Das wäre ein Bärendienst gegenüber dem Drittel der stationären Händler, die sich ein Online-Standbein aufgebaut haben. “

2. Selbst Firmen, die nach allen Regeln der Marktwirtschaft schachmatt gesetzt wurden, müssen keine Insolvenz mehr fürchten. Die große Koalition hat damit die Zombiefizierung der Volkswirtschaft beschlossen. DIHK-Präsident Eric Schweitzer weiß, was das mittelfristig bedeutet:

Die Antragspflicht hat eine ganz wichtige Funktion als Signal für Überschuldung oder gar Zahlungsunfähigkeit, die wir nicht aufgeben dürfen. Ansonsten droht immer häufiger Vorkasse, Lieferketten könnten reißen und das wechselseitige Vertrauen schwindet. “

3. Was als Übergangsfinanzierung für in Not geratene Betriebe gedacht war, die Kurzarbeit, ist laut Schätzungen des ifo-Instituts zu einer Langzeitfinanzierung für mittlerweile rund zwei Millionen Arbeitnehmer geworden. Die Bundesagentur für Arbeit rechnet mit rund 19 Milliarden Euro Kosten allein für das Jahr 2020. Die Folge: In den Reisebüros und am Hochofen drehen die Menschen Däumchen, in der EDV fehlen Systemadministratoren und Programmierer. Es kommt zu millionenfacher Fehlallokation menschlicher Arbeitskraft.

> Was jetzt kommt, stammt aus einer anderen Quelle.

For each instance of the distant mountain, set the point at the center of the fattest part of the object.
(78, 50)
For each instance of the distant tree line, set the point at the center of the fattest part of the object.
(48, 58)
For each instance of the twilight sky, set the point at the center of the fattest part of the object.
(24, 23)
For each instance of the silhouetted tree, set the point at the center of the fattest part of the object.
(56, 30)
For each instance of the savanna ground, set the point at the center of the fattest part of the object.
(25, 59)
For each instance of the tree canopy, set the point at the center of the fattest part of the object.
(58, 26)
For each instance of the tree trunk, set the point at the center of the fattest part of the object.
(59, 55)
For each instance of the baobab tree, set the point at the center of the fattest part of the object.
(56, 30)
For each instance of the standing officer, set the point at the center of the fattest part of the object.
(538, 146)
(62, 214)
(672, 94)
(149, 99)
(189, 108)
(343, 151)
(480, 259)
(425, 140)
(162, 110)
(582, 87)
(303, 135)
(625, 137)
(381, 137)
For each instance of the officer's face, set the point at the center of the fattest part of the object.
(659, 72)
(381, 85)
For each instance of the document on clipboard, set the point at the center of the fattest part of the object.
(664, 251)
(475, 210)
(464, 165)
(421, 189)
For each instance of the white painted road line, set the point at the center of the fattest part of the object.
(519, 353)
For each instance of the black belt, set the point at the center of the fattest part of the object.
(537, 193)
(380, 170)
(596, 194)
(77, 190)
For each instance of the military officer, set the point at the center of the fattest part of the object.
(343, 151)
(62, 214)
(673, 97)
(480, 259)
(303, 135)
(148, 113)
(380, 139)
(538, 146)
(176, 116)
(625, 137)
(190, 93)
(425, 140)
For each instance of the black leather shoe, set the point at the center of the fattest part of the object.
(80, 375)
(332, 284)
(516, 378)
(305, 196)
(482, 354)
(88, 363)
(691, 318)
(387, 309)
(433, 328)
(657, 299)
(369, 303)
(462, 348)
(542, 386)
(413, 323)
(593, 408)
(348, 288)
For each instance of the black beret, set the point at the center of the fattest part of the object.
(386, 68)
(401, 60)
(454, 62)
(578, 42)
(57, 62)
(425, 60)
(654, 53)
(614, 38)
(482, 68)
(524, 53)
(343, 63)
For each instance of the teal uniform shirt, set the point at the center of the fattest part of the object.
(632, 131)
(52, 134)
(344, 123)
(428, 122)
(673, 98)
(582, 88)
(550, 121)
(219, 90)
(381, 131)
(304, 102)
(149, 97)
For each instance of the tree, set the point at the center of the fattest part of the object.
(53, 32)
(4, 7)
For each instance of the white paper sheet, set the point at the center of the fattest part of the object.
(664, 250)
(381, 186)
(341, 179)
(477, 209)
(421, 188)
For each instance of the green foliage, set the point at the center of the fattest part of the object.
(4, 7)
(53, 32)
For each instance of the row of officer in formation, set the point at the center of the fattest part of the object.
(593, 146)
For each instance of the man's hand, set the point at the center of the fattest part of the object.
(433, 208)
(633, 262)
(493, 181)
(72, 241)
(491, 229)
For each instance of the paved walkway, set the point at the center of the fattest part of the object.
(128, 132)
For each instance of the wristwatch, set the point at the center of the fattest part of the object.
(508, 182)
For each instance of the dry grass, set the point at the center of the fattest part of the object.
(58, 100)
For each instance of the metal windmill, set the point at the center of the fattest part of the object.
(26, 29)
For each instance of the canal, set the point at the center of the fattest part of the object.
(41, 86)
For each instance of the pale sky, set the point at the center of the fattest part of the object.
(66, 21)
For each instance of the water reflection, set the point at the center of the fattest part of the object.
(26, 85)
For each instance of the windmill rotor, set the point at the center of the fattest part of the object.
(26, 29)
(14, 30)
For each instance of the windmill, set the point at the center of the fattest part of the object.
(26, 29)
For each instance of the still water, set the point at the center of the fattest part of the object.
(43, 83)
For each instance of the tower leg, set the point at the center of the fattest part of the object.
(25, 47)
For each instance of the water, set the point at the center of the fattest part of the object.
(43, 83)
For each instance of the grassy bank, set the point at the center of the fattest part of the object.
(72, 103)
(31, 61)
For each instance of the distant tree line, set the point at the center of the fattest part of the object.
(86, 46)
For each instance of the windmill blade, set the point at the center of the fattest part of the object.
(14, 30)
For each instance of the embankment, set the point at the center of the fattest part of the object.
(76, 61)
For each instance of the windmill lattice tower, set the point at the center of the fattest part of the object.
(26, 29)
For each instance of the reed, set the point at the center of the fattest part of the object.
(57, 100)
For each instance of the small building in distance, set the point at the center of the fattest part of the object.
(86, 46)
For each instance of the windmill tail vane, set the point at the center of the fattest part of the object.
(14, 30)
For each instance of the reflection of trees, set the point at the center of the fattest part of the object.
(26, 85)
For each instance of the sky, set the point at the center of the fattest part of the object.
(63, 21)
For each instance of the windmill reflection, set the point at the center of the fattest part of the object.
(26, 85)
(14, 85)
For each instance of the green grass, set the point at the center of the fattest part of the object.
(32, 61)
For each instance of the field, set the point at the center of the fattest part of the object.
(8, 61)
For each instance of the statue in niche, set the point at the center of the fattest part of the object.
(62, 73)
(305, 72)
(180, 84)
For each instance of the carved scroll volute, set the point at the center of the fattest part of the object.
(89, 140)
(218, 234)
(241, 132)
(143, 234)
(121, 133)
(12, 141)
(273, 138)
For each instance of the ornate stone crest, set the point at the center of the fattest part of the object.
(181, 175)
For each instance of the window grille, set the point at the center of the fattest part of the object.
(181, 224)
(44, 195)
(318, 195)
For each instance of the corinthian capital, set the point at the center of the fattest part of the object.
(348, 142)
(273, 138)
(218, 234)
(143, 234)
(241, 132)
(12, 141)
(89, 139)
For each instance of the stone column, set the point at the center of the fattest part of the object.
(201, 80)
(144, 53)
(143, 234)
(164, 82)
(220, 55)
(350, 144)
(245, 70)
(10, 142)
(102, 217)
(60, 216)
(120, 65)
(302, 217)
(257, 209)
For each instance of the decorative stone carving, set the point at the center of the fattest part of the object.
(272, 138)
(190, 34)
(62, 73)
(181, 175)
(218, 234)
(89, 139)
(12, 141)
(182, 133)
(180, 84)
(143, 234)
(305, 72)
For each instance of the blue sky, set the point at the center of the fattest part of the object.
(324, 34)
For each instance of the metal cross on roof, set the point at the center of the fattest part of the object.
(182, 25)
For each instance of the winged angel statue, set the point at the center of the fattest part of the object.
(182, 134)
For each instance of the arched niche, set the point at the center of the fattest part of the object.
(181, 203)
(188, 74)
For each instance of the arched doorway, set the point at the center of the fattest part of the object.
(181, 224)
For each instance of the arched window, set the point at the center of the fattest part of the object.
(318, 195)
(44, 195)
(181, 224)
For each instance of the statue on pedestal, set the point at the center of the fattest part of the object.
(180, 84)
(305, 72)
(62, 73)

Fazit: China und die USA werden nach den Prognosen des ifo-Präsidenten Clemens Fuest digitaler, vitaler und wohlhabender aus dieser Krise hervorgehen. In Europa dagegen setzt sich der relative Abstieg fort. Oder anders ausgedrückt: Die Rettungspolitik rettet nicht. Sie verschärft die deutsche Krankheit.